8 practical steps to estimating establishment likelihoods on Biosecurity Commons


First a reminder: In the workflows available on Biosecurity Commons when you run a final model or click the run button for any of the steps, you have the option to rerun each step if you change something e. g. parameter or input.  If you do rerun a step, the previous run will be overwritten. You can save any step by using the “Export Result” button. Exporting a Result will make it available under 'My Results' where it will be permanently available for future use.  It will also be retained in this Project view under 'My Exported Results'. 


Step 1 – Review the literature  

A literature review might reveal:

  • An existing risk map or establishment likelihood map that could be updated or improved upon.
  • Pest biology - physiological tolerances indicating climatic conditions where the species would not survive.  
  • Susceptible hosts - understanding the hosts the pest may require, where those hosts are distributed, and the potential for the pest to use uniquely Australian hosts.
  • Risk pathways: where are viable pests likely to come into Australia?
  • Existing distribution models of the pest and/or data useful for predicting distributions.
  • Clean, ready to use occurrence data. 
  • Existing data and worked examples on Biosecurity Commons.

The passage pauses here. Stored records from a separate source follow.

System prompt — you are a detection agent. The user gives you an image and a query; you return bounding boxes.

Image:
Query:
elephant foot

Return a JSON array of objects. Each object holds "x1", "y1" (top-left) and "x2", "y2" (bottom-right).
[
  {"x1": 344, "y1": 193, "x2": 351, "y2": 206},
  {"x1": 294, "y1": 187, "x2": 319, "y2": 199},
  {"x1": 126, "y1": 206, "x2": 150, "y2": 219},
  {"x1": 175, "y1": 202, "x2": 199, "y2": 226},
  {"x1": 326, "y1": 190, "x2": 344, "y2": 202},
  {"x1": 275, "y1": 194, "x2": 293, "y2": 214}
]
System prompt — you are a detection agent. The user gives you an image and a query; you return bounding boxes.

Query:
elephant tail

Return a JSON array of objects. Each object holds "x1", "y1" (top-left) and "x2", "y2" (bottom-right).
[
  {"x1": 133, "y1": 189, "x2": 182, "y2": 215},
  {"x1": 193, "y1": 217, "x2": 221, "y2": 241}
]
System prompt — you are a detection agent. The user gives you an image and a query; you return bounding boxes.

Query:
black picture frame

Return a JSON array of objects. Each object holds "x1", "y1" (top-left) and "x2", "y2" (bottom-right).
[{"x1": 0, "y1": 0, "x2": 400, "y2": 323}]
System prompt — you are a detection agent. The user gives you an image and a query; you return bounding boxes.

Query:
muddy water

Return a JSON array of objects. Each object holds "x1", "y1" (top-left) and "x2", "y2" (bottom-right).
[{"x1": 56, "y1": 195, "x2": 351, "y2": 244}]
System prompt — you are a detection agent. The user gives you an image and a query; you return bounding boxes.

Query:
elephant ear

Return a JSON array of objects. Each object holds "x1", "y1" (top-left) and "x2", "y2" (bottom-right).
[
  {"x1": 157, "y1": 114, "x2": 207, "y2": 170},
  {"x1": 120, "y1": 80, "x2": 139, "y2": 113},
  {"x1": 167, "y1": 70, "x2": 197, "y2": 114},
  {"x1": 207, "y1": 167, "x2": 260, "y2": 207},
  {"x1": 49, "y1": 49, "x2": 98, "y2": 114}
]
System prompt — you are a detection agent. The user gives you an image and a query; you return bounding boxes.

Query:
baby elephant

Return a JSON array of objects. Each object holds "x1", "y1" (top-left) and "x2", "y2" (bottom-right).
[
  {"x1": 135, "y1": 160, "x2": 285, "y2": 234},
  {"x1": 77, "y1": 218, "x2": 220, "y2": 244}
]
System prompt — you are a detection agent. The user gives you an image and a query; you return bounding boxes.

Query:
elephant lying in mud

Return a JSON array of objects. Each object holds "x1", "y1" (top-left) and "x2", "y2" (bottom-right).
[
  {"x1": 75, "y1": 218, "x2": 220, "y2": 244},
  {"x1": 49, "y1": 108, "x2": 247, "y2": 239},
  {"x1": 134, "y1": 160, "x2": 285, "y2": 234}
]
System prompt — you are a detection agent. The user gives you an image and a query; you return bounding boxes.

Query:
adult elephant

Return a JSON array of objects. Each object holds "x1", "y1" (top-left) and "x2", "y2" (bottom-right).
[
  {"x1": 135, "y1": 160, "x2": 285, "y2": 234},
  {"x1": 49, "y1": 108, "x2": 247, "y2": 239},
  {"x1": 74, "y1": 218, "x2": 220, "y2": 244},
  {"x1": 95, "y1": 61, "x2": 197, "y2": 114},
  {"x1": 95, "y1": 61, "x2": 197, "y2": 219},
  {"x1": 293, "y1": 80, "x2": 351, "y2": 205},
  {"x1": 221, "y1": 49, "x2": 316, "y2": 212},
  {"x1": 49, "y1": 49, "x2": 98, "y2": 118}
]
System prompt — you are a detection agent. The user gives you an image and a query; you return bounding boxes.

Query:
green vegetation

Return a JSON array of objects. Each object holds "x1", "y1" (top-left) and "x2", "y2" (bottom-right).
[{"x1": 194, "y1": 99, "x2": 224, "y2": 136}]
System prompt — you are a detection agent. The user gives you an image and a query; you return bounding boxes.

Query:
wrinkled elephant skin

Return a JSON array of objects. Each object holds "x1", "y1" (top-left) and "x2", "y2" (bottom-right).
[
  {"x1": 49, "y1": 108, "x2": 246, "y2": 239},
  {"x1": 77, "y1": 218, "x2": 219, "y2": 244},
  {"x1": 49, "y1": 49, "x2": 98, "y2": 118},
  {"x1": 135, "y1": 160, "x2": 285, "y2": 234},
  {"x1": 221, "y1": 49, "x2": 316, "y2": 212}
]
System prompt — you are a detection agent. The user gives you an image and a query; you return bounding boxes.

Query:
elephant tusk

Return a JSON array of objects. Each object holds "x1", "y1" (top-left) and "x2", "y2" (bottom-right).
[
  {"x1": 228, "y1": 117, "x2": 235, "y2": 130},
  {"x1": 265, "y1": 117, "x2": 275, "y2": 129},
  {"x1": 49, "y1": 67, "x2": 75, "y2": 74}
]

Step 2 – Collate and clean data 


Biosecurity Commons will have a growing set of data that users will be able to access, but those data will often need to be supplemented with additional data not available on the platform and most data will likely need to be cleaned. Data will include rasters or grids which will in some cases need to be generated from other spatial data (e.g., rasterising vector datasets). 


At Biosecurity Commons we strongly believe that the best data will be uploaded by you the users.  Over time, at Biosecurity Commons we expect the available data that can inform establishment likelihoods will grow and as it is shared it will be improved. Much of the data available on the platform have not been fully validated with independent data or had underlying assumptions fully tested.  Over time if you upload some data, other users may improve those data.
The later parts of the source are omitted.